Romney pressed to release tax returns. Watchdogs ask what about Congress?

Democrats and some Republicans are hounding Mitt Romney to release his tax returns. But ask Congress members to release theirs and silence is the most frequent response. Double standard? 

Jae C. Hong/AP
Republican presidential candidate Mitt Romney, left, and his wife Ann arrive for the Opening Ceremony at the 2012 Summer Olympics, Friday, July 27, 2012, in London. Congressional Democrats are hounding Romney to release more tax returns.

Mitt Romney is under fire from Democrats on Capitol Hill – and "friendly fire" from some Republicans – to release more of his income tax returns. Should members of Congress, or at least congressional leaders, be expected do the same?

If you ask congressional members themselves, the answer you’ll get is a resounding double-standard no – or merely maybe.  

Rep. Sander Levin of Michigan, the top Democrat on the tax-writing House Ways and Means Committee, is drafting legislation that will require all presidential candidates to release 10 years of tax returns and to disclose overseas accounts. The measure is prompted by Mr. Romney's "stunning lack of transparency," he said in a statement.

Will he propose extending that standard to members of Congress?

“I’m looking at that,” he said in a C-Span interview to be broadcast on Sunday.

Romney has released his 2010 return and promises to release the 2011 return, but he has rebuffed calls to release returns from further back. "None of the tax returns are required by law to be put out," he told Fox News. “What is required by law – the financial disclosure – has already been made." President Obama has released tax returns from 2000-2011 and posted them on his campaign website.

It wouldn't be the first time that Congress held the president and members of the executive branch to a higher standard than it holds itself. When Congress passed ethics legislation in 1978 to correct abuses of the Watergate era, lawmakers exempted themselves from key provisions, including "revolving-door" restrictions on lobbying former colleagues.
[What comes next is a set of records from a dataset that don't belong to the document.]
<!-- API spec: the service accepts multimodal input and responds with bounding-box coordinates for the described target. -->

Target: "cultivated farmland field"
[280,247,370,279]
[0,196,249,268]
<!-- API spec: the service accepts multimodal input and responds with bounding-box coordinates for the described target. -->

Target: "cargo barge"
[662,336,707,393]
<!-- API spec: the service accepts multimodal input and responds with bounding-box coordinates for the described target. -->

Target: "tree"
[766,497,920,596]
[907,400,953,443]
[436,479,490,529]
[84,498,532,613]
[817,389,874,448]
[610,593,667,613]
Congress also exempted itself from the 1966 Freedom of Information Act – an exemption that extends even to commissions created by Congress, such as the so-called 9/11 commission. 

For a time, senators routinely submitted their tax returns in a sealed envelope delivered to the ethics committee, to be opened only if needed to inform an investigation. But the shift of financial records online ended even that practice.

"In an Internet age, those documents will be everywhere instantaneously," says Julian Zelizer, a congressional historian at Princeton University. "A sealed envelope in the Senate is different than having tax forms circulating throughout the world, uncontrolled and unedited."

Unlike tax returns, financial disclosure forms for member of Congress are imprecise and requires members only to provide information within great ranges of income or assets, such as (no joke) $1 million to $5 million or $25 million to $50 million.

All Republicans and nearly two-thirds of Democrats in National Journal's most recent Congressional Insiders poll said that lawmakers should not have to disclose their tax returns.

When McClatchy News recently surveyed members of Congress, only 17 of 535 lawmakers agreed to release their most recent tax return. Nineteen declined. Most did not respond.

Asked at last week why members of Congress don’t hold themselves to the standard as presidential candidates, House Democratic leader Nancy Pelosi said: “Some people think the same standard should be held for the ownership of the news media in the country, who are writing these stories about all of this. What do you think of that?"

Republican House Speaker John Boehner, asked the same question, declined to answer. 

"There is a lack of transparency in Congress overall," says Melanie Sloan, executive director of Citizens for Responsibility and Ethics in Washington. "It's very hard to make a determination of how much stock a member really owns."

"Tax returns tend to be a lot clearer," she adds. "Overall, we want to know the assets that any public official holds, so we can determine if they take actions that have more of a private benefit than a public benefit."

Levin, who says he has released seven years of tax returns, says he felt an obligation. "I felt a need to put my returns out because of the role I may play in tax reform," he told C-Span's Newsmakers. 

As for requiring colleagues to do the same, he wants first to talk to both Republicans and Democrats. "This is not a partisan issue," he says. "I'd like to put in legislation that came from a bipartisan consensus and discussion."